El pliego licitatorio  indicaba que había que incluir un accionista con experiencia bancaria así que salieron a buscar un banco interesado y encontraron al Banco Piano SA.  El grupo así conformado por locales y foráneos ganó la licitación en la que se presentaron dos oferentes. “Hay muchas cosas que la gente habla y no conoce. Después de eso, por problemas que tuvieron las firmar Madcur y 20 de Junio se retiraron al poco tiempo y esas acciones fueron compradas por Leccorp y por Petersen. Yo no podía, había roto todos los chanchitos ya, y Chirino tampoco podía”, señaló el ingeniero.

El banco Piano tomó el manejo de la entidad y pasaron unos dos años cuando unos amigos de Nacusi le comentaron que el banco se estaba manejando mal, otra vez. “Empezamos a investigar con Chirino y era cierto, el banco se estaba manejado mal por parte de la gente que había puesto el Piano. Se armó reunión urgente con la familia Eskenazi y ellos decidieron tomar las riendas del banco”, recordó Nacusi.

Se despidió a toda la cúpula gerencial y se puso gente nueva y el banco empezó a mejorar. “Siempre le agradezco a esos amigos que me lo dijeron, porque yo de bancos no sabía nada”, reconoció.

Desde entonces Nacusi es accionista y director del Banco San Juan; la familia Eskenazi tiene la mayoría absoluta de acciones, la Provincia de San Juan tiene el 15 % y el resto, los demás accionistas.

En el año 2000, el mismo grupo accionista compró el Banco Santa Cruz. “Eso también fue cómico  porque el Banco Central mandó invitaciones a participar en la licitación a todos los bancos chicos del país porque ya habían fracasado dos licitaciones, no se presentaba nadie. El gobernador de Santa Cruz era Néstor Kirchner y quería licitar porque el banco tenía problemas. Nosotros, interés empresario no teníamos porque de allá acá hay 4 mil kilómetros y siempre dije que ir hasta allá era el doble más demoroso que ir a Nueva York. Pero nos presentamos y aunque no era la intensión ganar,  ganamos”, dijo Nacusi.

En el 2003 el mismo grupo compró el Banco Santa Fe y en el 2006 adquiere el Banco Entre Ríos. Nacusi también pertenece al directorio de esos bancos, “somos los mismos accionistas de todos los bancos junto con la Provincia, en el mismo porcentaje en todos”, señaló.

“¿Por qué me metí en el banco? Porque los bancos son fundamentales para el desarrollo de una provincia, de una región. El banco, cuando cumple su finalidad, es fundamental para que los empresarios se puedan desenvolver, para que el empleado y el particular puedan adquirir cosas para vivir mejor. Yo dije: me voy a meter porque es necesario”, confesó.

A Nacusi le costó asumir ese compromiso, sobre todo porque tuvo que aprender mucho de la actividad bancaria.

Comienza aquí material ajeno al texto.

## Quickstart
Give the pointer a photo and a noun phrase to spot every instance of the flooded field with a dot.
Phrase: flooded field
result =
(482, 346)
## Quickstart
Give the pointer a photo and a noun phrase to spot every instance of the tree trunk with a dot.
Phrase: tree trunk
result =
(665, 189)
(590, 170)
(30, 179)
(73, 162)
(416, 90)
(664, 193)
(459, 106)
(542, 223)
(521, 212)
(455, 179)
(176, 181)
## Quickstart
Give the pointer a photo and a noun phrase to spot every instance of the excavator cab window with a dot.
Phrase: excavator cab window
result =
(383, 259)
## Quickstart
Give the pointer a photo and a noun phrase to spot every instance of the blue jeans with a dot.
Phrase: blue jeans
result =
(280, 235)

En San Juan está en el banco desde las 12 hasta las 15, donde atiende  a empresarios con distinta problemática; y al menos 4 días al mes tiene que viajar a las  provincias donde están los otros bancos del grupo para asistir a reuniones. “Al principio me pesaba mucho porque no entendía bien, pero después lo empecé a comprender y es otro mundo. Incluso aprendí varias cosas que pude aplicar en la constructora”, aseguró.

-Pero además fue un buen negocio ¿no?
-El primer retiro de rentabilidad que hicimos los accionistas fue en el 2008, o sea que recién a los 12 años por primera vez hicimos un retiro, porque antes todo el dinero se usaba para hacer crecer el banco.

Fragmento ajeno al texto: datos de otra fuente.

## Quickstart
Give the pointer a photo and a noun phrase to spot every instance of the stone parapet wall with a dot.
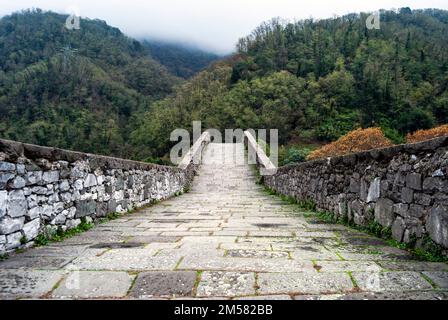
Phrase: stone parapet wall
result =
(403, 187)
(45, 188)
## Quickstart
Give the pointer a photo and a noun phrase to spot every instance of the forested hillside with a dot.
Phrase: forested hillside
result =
(180, 60)
(96, 90)
(75, 89)
(317, 80)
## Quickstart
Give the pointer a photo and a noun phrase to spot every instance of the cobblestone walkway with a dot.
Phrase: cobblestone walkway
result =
(226, 238)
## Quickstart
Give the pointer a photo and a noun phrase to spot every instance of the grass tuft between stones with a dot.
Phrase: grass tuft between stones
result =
(427, 250)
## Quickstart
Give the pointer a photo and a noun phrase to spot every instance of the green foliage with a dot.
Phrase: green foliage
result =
(316, 81)
(183, 61)
(294, 156)
(96, 90)
(77, 89)
(59, 235)
(23, 240)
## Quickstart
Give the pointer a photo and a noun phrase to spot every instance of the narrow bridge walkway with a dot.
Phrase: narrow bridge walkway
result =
(226, 238)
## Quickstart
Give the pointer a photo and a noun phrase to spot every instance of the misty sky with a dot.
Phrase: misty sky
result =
(215, 25)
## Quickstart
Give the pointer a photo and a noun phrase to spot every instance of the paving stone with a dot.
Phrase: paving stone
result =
(313, 253)
(163, 284)
(129, 260)
(227, 284)
(404, 296)
(257, 254)
(15, 284)
(35, 262)
(246, 264)
(304, 282)
(344, 266)
(173, 240)
(94, 284)
(413, 266)
(391, 281)
(154, 239)
(439, 278)
(261, 298)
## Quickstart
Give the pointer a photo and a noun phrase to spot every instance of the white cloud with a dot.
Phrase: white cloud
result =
(212, 24)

Se  invirtió todo en modernizarlo,  se crearon más del doble de sucursales, en Mendoza, La Rioja, Córdoba, San Luis; se capacitó a todos los empleados.
También destacó que antes de la privatización casi no había mujeres en el banco y ahora son más mujeres que hombres, empezando por la Gente General, Silvina Bellantig, “una chica muy capaz”, dijo.

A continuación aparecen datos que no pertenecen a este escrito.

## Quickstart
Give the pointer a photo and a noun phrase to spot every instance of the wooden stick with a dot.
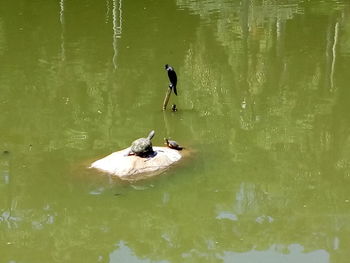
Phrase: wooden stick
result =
(166, 99)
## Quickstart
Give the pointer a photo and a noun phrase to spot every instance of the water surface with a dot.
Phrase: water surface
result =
(263, 105)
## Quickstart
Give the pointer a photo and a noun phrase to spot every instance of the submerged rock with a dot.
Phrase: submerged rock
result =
(133, 167)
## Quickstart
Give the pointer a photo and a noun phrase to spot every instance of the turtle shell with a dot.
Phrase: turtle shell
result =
(141, 146)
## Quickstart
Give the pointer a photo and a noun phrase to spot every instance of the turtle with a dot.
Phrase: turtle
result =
(142, 147)
(172, 144)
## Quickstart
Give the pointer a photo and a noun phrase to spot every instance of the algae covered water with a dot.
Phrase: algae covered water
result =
(262, 104)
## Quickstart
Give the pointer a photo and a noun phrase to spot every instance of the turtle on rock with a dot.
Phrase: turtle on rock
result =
(142, 147)
(172, 144)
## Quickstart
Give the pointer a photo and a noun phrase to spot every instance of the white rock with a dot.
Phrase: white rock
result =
(134, 167)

Un gran porcentaje de utilidades de los bancos se desvían a las Fundaciones y la gente que trabaja en ellas no cobra. “Mi señora trabaja hace 10 años y nunca cobró un peso”, agregó Nacusi.

Luego exageró un poco: “para ser accionista y director del banco, el Central me pide hasta los análisis de sangre de mi abuela”.